I want to open a html file (http://xx.se/album123.html), parse through the file, find all links that contains "/pix.php?source=", and wget/download the link after source=:
"/pix.php?source=http://xx.se/albumfiles/Jfnb83njHfm2kJ.jpg"
- There might be multiple image links in the html file
Open html file, download images
Moderator: General Moderators
Re: Open html file, download images
Is this legal behavior?
Anyways you would open the file with file_get_contents() [among other ways]
Parse the file for links using a regular expression - preg_match_all().
Loop through the matched links and download the link match file, again using file_get_contents() or another similar way.
What have you tried?
Anyways you would open the file with file_get_contents() [among other ways]
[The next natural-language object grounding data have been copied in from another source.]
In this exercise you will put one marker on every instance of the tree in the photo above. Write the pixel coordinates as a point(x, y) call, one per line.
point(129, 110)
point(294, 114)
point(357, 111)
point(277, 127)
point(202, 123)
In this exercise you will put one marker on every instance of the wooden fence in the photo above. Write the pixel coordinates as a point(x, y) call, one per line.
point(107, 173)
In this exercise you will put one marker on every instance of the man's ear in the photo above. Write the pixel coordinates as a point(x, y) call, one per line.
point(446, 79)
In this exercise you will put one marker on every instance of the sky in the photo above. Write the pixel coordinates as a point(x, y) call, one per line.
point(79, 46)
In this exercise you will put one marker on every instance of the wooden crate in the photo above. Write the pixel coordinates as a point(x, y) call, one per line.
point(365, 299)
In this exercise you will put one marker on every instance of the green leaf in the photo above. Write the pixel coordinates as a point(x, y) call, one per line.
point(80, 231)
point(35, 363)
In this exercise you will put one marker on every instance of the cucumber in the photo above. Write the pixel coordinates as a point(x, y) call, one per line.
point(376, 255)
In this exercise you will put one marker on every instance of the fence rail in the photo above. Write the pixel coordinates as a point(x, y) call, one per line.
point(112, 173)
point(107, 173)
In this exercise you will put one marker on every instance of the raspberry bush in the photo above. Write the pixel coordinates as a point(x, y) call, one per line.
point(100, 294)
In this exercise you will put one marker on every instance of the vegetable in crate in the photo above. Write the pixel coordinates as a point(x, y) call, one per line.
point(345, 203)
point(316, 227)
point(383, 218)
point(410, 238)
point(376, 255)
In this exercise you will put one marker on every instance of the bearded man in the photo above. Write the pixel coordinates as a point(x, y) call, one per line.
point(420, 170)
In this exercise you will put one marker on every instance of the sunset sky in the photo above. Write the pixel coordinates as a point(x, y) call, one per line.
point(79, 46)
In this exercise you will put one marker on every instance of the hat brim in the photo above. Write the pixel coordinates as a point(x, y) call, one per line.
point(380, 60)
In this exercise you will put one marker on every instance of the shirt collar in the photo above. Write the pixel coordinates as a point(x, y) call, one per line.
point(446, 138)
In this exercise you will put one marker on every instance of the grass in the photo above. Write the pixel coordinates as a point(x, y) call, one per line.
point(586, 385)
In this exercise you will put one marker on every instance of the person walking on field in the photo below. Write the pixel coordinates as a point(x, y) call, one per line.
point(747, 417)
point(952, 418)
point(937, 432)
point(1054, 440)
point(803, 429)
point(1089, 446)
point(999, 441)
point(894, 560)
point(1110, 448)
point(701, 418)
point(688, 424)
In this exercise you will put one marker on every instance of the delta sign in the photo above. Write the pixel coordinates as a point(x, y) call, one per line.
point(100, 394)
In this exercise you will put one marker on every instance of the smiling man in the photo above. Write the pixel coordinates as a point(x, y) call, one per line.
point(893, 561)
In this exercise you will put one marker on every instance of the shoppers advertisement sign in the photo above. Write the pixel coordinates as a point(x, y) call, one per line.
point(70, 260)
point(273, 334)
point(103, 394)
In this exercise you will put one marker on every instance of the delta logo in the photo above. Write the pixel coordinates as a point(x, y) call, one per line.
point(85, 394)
Parse the file for links using a regular expression - preg_match_all().
Loop through the matched links and download the link match file, again using file_get_contents() or another similar way.
What have you tried?
Set Search Time - A google chrome extension. When you search only results from the past year (or set time period) are displayed. Helps tremendously when using new technologies to avoid outdated results.
Re: Open html file, download images
I see why you think it's illegal behaviour, but it's my images I want to download.s.dot wrote:Is this legal behavior?
Anyways you would open the file with file_get_contents() [among other ways]
Parse the file for links using a regular expression - preg_match_all().
Loop through the matched links and download the link match file, again using file_get_contents() or another similar way.
What have you tried?
I haven't coded anything for almost two years, and I've always been terrible with RegEx, so I might need some help with that. :p (I just need href="pix.php?source=X")
Thanks
Last edited by JKM on Tue Feb 19, 2013 5:40 am, edited 1 time in total.
Re: Open html file, download images
Well some pseudo code might go a little bit like this
It would be something like that. That is the basic structure for what you want. The regular expression may be wrong and I don't know how you want to save the files.
Code: Select all
<?php
//html file you want to open
$htmlFile = 'http://www.example.com/page.html';
if ($htmlFileContents = file_get_contents($htmlFile))
{
//echo $htmlFileContents; should show the source of the html file
//attempt to match links
preg_match_all('/\?source=(.+?)\"/im', $htmlFileContents, $matches, PREG_SET_ORDER);
if (!empty($matches))
{
//print_r($matches); see what you have here
foreach ($matches AS $match)
{
//I believe $match[1] will have the link...
//use header() to download to client, or grab the file content to write to server
}
}
}Set Search Time - A google chrome extension. When you search only results from the past year (or set time period) are displayed. Helps tremendously when using new technologies to avoid outdated results.